When the grown film was actually evaluated, as shown in Table 1, when the nitrogen source 17 was added, the water content in the film was 0.1 wt. ~
(3 wt.%), The film quality could be improved significantly.
In addition, as the nitrogen source 17, heptamethyldisilazane,
When N, O-bis-trimethylsilylacetamide and tri-dimethylamino-silane are used, the carbon concentration in each film should be 10 ¹⁸ atm / cm ³ or less, that is, the level when no nitrogen source is added. I was able to. It is considered that this is because the vapor pressures of these sources are close to the vapor pressure of TEOS (see FIG. 2) and the reactivity is high. In contrast, the vapor pressure is low hexamethyldisilazane as a nitrogen source 17 (chemical formula _{(CH 3) 3 Si- (NH} ) -
When Si (CH ₃ ) ₃ ) is used, the carbon concentration in the film is 10 ²⁰
It was below atm / cm ³ .

[Table 1]

[0015]

As is apparent from the above, the method of manufacturing a semiconductor device according to the present invention is an organic source-O ₃ -based atmospheric pressure CVD method.
In the method, since the growth is performed by adding a nitrogen source to the organic source, that is, a source containing nitrogen, it is possible to form a film at a low temperature and to show excellent filling flatness.
It is possible to form an interlayer insulating film having a good film quality with a small amount of water.
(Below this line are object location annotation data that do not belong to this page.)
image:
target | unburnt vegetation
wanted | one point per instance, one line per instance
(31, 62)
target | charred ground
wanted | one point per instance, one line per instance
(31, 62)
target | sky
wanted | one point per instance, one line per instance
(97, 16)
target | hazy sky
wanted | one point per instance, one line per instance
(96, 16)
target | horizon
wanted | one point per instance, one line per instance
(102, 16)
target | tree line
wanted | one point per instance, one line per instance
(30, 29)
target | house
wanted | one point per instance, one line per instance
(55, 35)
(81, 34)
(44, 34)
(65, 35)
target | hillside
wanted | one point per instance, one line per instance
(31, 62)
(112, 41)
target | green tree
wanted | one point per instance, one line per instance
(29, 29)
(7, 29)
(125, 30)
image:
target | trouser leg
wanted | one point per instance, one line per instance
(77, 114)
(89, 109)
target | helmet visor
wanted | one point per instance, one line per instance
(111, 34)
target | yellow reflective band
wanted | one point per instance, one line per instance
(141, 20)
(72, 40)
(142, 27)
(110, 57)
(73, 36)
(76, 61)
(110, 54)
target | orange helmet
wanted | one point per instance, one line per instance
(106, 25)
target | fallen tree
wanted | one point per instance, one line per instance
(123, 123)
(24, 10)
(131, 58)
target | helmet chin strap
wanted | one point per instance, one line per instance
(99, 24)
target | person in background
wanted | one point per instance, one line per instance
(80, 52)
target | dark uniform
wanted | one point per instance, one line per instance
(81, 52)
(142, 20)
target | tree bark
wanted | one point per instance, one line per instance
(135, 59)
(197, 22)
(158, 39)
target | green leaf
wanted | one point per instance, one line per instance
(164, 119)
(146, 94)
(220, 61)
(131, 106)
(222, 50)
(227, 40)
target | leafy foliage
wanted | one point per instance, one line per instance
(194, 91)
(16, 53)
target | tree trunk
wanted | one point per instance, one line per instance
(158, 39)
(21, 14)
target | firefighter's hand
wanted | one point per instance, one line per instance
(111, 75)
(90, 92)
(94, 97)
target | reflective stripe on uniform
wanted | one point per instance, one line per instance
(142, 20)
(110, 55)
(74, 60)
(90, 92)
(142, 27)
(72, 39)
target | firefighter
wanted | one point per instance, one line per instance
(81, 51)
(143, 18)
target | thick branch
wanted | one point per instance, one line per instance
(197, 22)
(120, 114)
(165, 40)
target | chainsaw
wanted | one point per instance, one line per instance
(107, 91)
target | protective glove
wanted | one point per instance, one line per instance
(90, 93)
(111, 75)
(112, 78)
The nitrogen source is heptamethyldisilazane, N, O-bis-trimethylsilyl-acetamide or tri-dimethylamino-silane (chemical formula ((C
In the case of H ₃ ) ₂ N) ₃ SiN), it can be easily added to the above organic source by bubbling. In addition, the reactivity can be increased to reduce the carbon concentration in the film, and the film quality can be improved.

[Brief description of drawings]

FIG. 1 is a diagram showing a TEOS-O ₃ system atmospheric pressure CVD apparatus used for growing a silicon oxide film according to the present invention.

FIG. 2 is a diagram showing a relationship between vapor pressure and temperature of each nitrogen source.

[Explanation of symbols]

1 Substrate 2 Heater 3 Dispersion head 4 Cover 5 Ozone generator 6,7 Source container 8,9,10,11 Mass flow controller 21 Gas system introducing organic source 21a Carrier N ₂ system 21b Organic source system 21c Nitrogen source system 22 Gas system for introducing O ₃ and O ₂ gas

Claims (4)

[Claims] 1. Manufacturing of a semiconductor device in which an organic source containing Si in the composition and O ₃ are introduced to a substrate, and the organic source and O ₃ are chemically reacted under normal pressure to grow a silicon oxide film on the substrate. A method of manufacturing a semiconductor device according to the method, wherein a growth is performed by adding a source containing nitrogen to the organic source. 2. The method for manufacturing a semiconductor device according to claim 1, wherein the source containing nitrogen in the composition is heptamethyldisilazane. 3. A source containing nitrogen in the above composition is N, O--
The method of manufacturing a semiconductor device according to claim 1, wherein the method is bis-trimethylsilyl-acetamide. 4. The source containing nitrogen in the composition is tridimethylaminosilane.
A method of manufacturing a semiconductor device according to item 1.